Spatial statistics does not mean applying traditional (nonspatial) statistical methods to data that just happens to be spatial (having x- and y-coordinates). Spatial statistics integrate space and spatial relationships directly into their mathematics (area, distance, length, and so on). For many spatial statistics, these spatial relationships are specified formally through a spatial weights matrix file or table.
A spatial weights matrix is a representation of the spatial structure of your data. It is a quantification of the spatial relationships that exist among the features in your dataset (or, at least, a quantification of the way you conceptualize those relationships). Because the spatial weights matrix imposes a structure on your data, you should select a conceptualization that best reflects how features actually interact with each other (giving thought, of course, to what it is you are trying to measure). If you are measuring clustering of a particular species of seed-propagating tree in a forest, for example, some form of inverse distance is probably most appropriate. However, if you are assessing the geographic distribution of a region's commuters, travel time or travel cost might be a better choice.
While physically implemented in a variety of ways, conceptually, the spatial weights matrix is an NxN table (N is the number of features in the dataset). There is one row for every feature and one column for every feature. The cell value for any given row/column combination is the weight that quantifies the spatial relationship between those row and column features.
At the most basic level, there are two strategies for creating weights to quantify the relationships among data features: binary or variable weighting. For binary strategies (fixed distance, K nearest neighbors, Delaunay Triangulation, contiguity, or space-time window) a feature is either a neighbor (1) or it is not (0). For weighted strategies (inverse distance or zone of indifference), neighboring features have a varying amount of impact (or influence), and weights are computed to reflect that variation.
Based on your parameter specifications, the Generate Spatial Weights Matrix tool creates a spatial weights matrix (SWM) file.

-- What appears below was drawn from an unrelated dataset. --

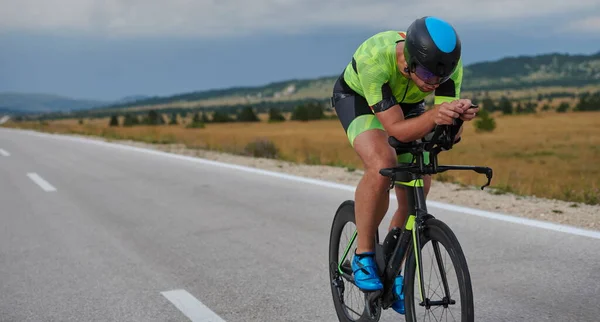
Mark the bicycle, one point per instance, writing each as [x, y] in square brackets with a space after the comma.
[420, 228]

The spatial relationship values in that file are stored using sparse matrix techniques to minimize disk space, computer memory, and the number of required calculations. These relationship values are utilized in the mathematics of several spatial statistics tools including Spatial Autocorrelation (Global Moran's I), Hot Spot Analysis (Getis-Ord Gi*), and Cluster and Outlier Analysis (Anselin Local Moran's I). While the spatial weights matrix file can conceivably store NxN spatial relationships, in most cases, each feature should only be related to a handful of others. The sparse methodology takes advantage of this by only storing nonzero relationships.
Getis, Arthur, and Jared Aldstadt. "Constructing the Spatial Weights Matrix Using a Local Statistic." Geographical Analysis 36(2): 90–104, 2004.
Mitchell, Andy. The ESRI Guide to GIS Analysis, Volume 2. ESRI Press, 2005.